HOUSTON, July 30, 2014 (GLOBE NEWSWIRE) -- Marlin Midstream Partners, LP (Nasdaq:FISH), a Delaware limited partnership ("Marlin" or "the Partnership"), today announced financial results for the second quarter ended June 30, 2014.



For the second quarter of 2014, net income totaled $6.3 million, $0.35 per limited partner unit, and adjusted EBITDA1 was $9.0 million. Distributable cash flow1 for the second quarter of 2014 was $8.6 million resulting in a coverage ratio1 of over 1.3x for the period.



"In the second quarter of 2014, Marlin delivered another period of outstanding results for the Partnership along with the second consecutive quarter of increased distributions for unitholders," said Chairman and CEO W. Keith Maxwell III. "In addition, we are very excited to announce our first drop-down of a crude logistics transloading facility located in eastern New Mexico that will begin contributing to our EBITDA in the third quarter of 2014. As we enter the second half of the year, we continue to target 8 to 10 percent in annual EBITDA growth."


1Please see the tables at the end of this press release for a reconciliation of non-GAAP to GAAP measures and calculation of the coverage ratio.




Summary Second Quarter 2014 Financial Results



For the second quarter ended June 30, 2014, Marlin reported gross margin of $15.2 million compared to gross margin of $7.6 million, for the second quarter of 2013. The gross margin increase is attributable to the new crude oil logistics business segment and related contracts as well as the new gathering and processing contract entered into with Associated Energy Services, LP ("AES") at the closing of Marlin's IPO on July 31, 2013. 



For the midstream natural gas gathering and processing segment, gross margin was $11.8 million for the second quarter ended June 30, 2014. This compares to gathering and processing segment gross margin of $7.6 million for the second quarter ended June 30, 2013.



For the crude oil logistics segment, gross margin was $3.5 million for the second quarter ended June 30, 2014. Marlin's crude oil logistics assets became fully operational at July 31, 2013. As such, there are no material results of operations or material assets related to this segment for the periods prior to the IPO. 



On July 17, 2014, the board of directors of Marlin's general partner declared a quarterly cash distribution of $0.36 per unit, or $1.44 per unit on an annualized basis, for the second quarter ended June 30, 2014. This distribution represents an increase of 1.4% over the quarterly distribution of $0.355 per share ($1.42 on an annualized basis) paid for the prior quarter ended March 31, 2014. The quarterly distribution will be paid on August 5, 2014 to unitholders of record as of July 31, 2014.



Conference Call and Webcast  



Marlin will host a conference call to discuss second quarter 2014 results at 12:00 p.m. CT (1:00 p.m. ET) on Thursday, July 31, 2014.

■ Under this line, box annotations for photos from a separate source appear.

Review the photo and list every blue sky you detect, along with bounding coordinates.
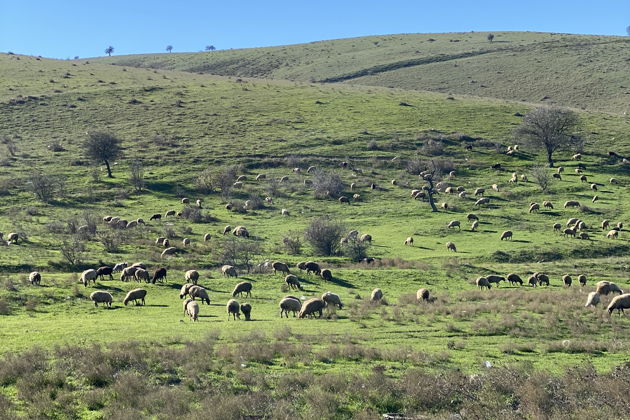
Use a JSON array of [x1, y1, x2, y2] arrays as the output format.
[[0, 0, 630, 58]]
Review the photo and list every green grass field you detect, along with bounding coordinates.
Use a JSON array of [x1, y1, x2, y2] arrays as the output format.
[[0, 44, 630, 418]]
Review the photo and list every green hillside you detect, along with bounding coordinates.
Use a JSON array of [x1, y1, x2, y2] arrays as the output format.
[[94, 32, 630, 114], [0, 54, 630, 419]]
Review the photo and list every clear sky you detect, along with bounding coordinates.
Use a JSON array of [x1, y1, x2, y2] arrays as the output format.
[[0, 0, 630, 58]]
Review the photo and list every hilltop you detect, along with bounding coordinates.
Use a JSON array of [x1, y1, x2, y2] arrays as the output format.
[[92, 32, 630, 114]]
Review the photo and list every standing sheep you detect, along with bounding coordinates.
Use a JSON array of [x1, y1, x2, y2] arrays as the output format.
[[232, 281, 253, 297], [184, 270, 199, 285], [90, 290, 114, 308], [81, 269, 96, 287], [225, 299, 241, 321], [28, 271, 42, 286], [279, 296, 302, 318], [606, 293, 630, 315], [370, 288, 383, 302], [123, 289, 147, 306], [475, 277, 492, 290], [298, 298, 326, 318]]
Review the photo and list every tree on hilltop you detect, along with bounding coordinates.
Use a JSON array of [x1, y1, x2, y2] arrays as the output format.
[[83, 131, 120, 178], [514, 107, 584, 168]]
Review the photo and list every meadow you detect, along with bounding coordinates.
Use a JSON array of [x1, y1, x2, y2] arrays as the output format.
[[0, 41, 630, 418]]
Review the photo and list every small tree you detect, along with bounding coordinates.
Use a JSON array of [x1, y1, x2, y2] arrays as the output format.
[[514, 107, 584, 168], [83, 131, 120, 178], [532, 166, 553, 192], [129, 160, 145, 192], [304, 217, 345, 255]]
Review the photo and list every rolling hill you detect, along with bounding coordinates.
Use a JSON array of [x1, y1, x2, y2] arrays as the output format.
[[98, 32, 630, 114]]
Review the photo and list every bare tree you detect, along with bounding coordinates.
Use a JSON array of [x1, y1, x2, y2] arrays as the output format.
[[532, 166, 553, 192], [514, 107, 584, 168], [83, 131, 120, 178]]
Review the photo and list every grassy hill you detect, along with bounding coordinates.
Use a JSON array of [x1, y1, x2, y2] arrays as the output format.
[[0, 55, 630, 418], [98, 32, 630, 114]]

Interested parties can listen to a live webcast of the call from the Events & Presentations page of the Marlin Investor Relations website at http://investor.marlinmidstream.com/events.cfm. An archived replay of the webcast will be available for 12 months following the live presentation.

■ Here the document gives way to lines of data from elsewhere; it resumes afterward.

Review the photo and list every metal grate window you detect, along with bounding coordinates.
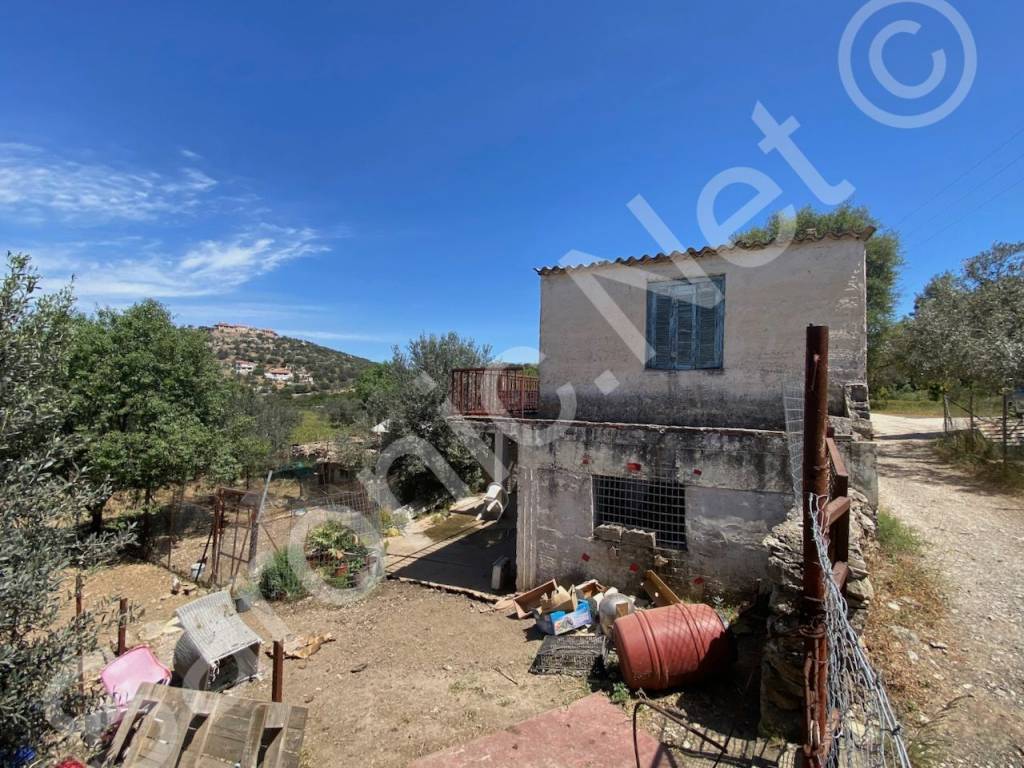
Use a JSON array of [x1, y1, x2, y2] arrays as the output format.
[[594, 475, 686, 549]]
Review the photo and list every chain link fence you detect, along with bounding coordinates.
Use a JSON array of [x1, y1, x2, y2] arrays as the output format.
[[782, 383, 910, 768]]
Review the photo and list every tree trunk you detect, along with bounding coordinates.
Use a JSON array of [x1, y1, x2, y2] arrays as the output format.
[[89, 501, 106, 534]]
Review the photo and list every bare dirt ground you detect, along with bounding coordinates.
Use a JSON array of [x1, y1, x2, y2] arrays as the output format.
[[872, 415, 1024, 767]]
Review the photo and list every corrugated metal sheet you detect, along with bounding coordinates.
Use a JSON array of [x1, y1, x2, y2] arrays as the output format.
[[174, 590, 260, 666], [534, 226, 874, 278]]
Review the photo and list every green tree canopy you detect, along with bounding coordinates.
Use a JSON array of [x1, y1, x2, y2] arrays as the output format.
[[901, 243, 1024, 390], [374, 332, 493, 499], [0, 254, 127, 765], [69, 301, 232, 525], [733, 203, 903, 389]]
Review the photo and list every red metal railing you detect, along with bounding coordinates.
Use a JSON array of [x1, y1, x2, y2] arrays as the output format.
[[449, 368, 541, 417]]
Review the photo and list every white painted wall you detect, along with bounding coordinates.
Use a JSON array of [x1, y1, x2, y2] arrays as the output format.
[[540, 237, 867, 428]]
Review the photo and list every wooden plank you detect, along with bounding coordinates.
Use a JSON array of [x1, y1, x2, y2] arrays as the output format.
[[103, 684, 145, 765], [124, 694, 165, 767], [641, 570, 682, 607], [821, 496, 850, 528], [239, 705, 268, 768]]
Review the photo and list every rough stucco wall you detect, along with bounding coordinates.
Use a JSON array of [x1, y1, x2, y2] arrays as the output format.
[[510, 422, 793, 592], [540, 240, 867, 429]]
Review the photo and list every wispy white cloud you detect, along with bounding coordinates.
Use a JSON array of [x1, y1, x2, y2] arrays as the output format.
[[278, 329, 401, 343], [0, 143, 217, 224], [33, 224, 327, 301]]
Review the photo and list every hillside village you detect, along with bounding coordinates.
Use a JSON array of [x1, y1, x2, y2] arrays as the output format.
[[201, 323, 372, 394], [6, 6, 1024, 768]]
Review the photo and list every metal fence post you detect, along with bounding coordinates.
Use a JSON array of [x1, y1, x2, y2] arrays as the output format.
[[270, 640, 285, 703], [1002, 389, 1010, 472], [803, 326, 829, 766], [118, 597, 128, 656]]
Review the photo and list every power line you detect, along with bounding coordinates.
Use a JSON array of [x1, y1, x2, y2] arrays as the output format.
[[893, 126, 1024, 228], [912, 176, 1024, 247], [907, 145, 1024, 237]]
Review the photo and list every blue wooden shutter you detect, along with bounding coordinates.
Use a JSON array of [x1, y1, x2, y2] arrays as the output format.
[[647, 287, 673, 368], [673, 283, 696, 368], [695, 279, 725, 368]]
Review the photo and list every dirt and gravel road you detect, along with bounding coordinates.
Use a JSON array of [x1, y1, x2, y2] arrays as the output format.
[[872, 414, 1024, 768]]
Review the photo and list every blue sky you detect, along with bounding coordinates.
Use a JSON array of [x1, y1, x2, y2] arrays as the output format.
[[0, 0, 1024, 358]]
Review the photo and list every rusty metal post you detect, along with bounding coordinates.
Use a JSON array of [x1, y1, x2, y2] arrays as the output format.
[[118, 597, 128, 656], [968, 391, 974, 445], [803, 326, 828, 766], [75, 572, 85, 696], [1002, 389, 1010, 472], [270, 640, 285, 703], [209, 488, 224, 586]]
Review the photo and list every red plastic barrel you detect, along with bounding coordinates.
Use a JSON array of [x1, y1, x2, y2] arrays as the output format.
[[612, 603, 734, 690]]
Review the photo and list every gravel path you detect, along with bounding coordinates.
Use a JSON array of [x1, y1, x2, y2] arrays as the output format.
[[872, 414, 1024, 768]]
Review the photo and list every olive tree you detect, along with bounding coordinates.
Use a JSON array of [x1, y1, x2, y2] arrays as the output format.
[[0, 254, 127, 765]]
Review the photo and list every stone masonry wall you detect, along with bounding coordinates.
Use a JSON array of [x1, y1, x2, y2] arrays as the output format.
[[760, 489, 877, 740]]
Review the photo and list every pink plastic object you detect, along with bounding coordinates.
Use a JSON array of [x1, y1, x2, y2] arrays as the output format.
[[99, 645, 171, 715]]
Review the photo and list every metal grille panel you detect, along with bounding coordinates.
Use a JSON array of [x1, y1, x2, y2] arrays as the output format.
[[594, 475, 686, 549]]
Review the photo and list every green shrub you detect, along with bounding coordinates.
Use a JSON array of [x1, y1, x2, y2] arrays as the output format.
[[878, 509, 925, 558], [609, 681, 630, 707], [259, 550, 306, 600]]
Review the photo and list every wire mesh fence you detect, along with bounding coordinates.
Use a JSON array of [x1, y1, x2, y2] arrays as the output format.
[[782, 383, 910, 768], [132, 486, 386, 587]]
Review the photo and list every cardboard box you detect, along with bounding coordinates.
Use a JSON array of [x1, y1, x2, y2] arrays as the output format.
[[512, 579, 558, 618], [534, 600, 593, 635]]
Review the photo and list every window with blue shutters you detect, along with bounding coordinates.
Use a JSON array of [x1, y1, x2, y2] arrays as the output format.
[[647, 276, 725, 370]]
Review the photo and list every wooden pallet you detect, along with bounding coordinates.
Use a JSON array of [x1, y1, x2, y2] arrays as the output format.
[[103, 683, 307, 768]]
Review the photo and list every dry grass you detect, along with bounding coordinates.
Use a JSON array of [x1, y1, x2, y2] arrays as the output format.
[[864, 510, 946, 713], [935, 432, 1024, 494]]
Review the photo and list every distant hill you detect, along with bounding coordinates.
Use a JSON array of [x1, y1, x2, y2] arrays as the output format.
[[200, 323, 373, 393]]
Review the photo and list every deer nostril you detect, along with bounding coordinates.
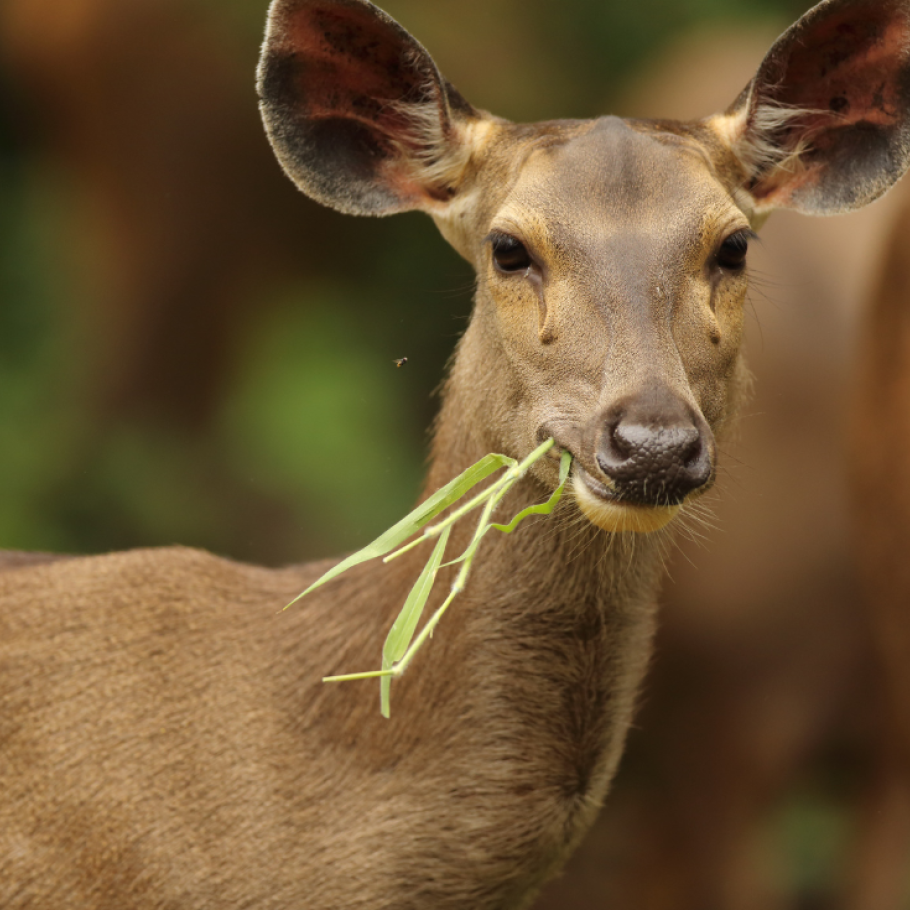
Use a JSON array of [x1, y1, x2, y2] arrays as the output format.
[[596, 415, 713, 505]]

The call can be accessed live over the telephone by dialing 1-888-427-9376, or 1-719-325-2463 for international callers. The passcode for the call is 2251987. A telephonic replay of the call will be available through August 8, 2014 and can be accessed by dialing 1-888-203-1112, or 1-719-457-0820 for international callers, with conference ID number 2251987.



About Marlin



Marlin is a fee-based, growth oriented Delaware limited partnership formed to develop, own, operate and acquire midstream energy assets. Marlin currently provides natural gas gathering, transportation, treating and processing services, NGL transportation services and crude oil transloading services. Headquartered in Houston, Texas, Marlin's assets include two related natural gas processing facilities located in Panola County, Texas, a natural gas processing facility located in Tyler County, Texas, two natural gas gathering systems connected to its Panola County processing facilities, two NGL transportation pipelines that connect its Panola County and Tyler County processing facilities to third party NGL pipelines and two crude oil transloading facilities containing five crude oil transloaders.



www.marlinmidstream.com



Forward-Looking Statements



This press release may contain forward-looking statements concerning Marlin's operations, economic performance and financial condition. These statements can be identified by the use of forward-looking terminology including "may," "will," "believe," "expect," "anticipate," "estimate," "continue," or other similar words. These statements discuss future expectations, contain projections of results of operations or financial condition or include other "forward-looking" information. Although Marlin believes that the expectations reflected in such forward-looking statements are reasonable, the Partnership can give no assurance that such expectations will be realized.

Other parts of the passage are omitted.